We think you need these skills to ace SSO Study Start-Up Manager
Some tips for your application 🫡
Tailor Your CV:Make sure your CV is tailored to the SSO Study Start-Up Manager role. Highlight your experience in clinical operations and project management, and don’t forget to mention any relevant qualifications or skills that match the job description.
Craft a Compelling Cover Letter:Your cover letter is your chance to shine! Use it to explain why you’re the perfect fit for this role. Mention specific experiences that demonstrate your ability to manage study start-up activities and collaborate with global teams.
Showcase Your Teamwork Skills:Since this role involves close collaboration with various stakeholders, make sure to highlight your teamwork and communication skills. Share examples of how you've successfully worked in a matrix environment to achieve project goals.
Apply Through Our Website:We encourage you to apply through our website for the best chance of getting noticed. It’s super easy, and you’ll be able to keep track of your application status directly!

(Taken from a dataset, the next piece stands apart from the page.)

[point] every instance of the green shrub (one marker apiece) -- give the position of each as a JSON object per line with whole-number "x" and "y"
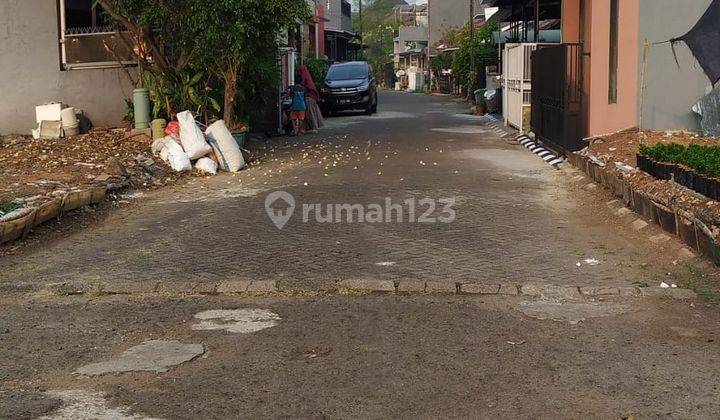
{"x": 318, "y": 69}
{"x": 702, "y": 159}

How to prepare for a job interview at Novartis UK
✨Know Your Stuff
Make sure you brush up on the specifics of clinical trial processes and regulations, especially GCP/ICH guidelines. Familiarise yourself with Novartis' approach to study start-up activities so you can speak confidently about how your experience aligns with their expectations.
✨Show Your Collaborative Spirit
Since this role involves working closely with various teams, be ready to share examples of how you've successfully collaborated in a matrix environment. Highlight your interpersonal skills and any experiences where you’ve led projects or resolved conflicts effectively.
✨Be Ready for Scenario Questions
Prepare for questions that ask how you would handle specific challenges related to study start-up activities. Think about times when you had to coordinate with local IRBs or manage timelines under pressure, and be ready to discuss these scenarios in detail.
✨Demonstrate Your Attention to Detail
This role requires accuracy in documentation and compliance. Bring examples of how you've ensured quality and inspection readiness in previous projects. Discuss your methods for maintaining meticulous records and how you handle submission packages to regulatory bodies.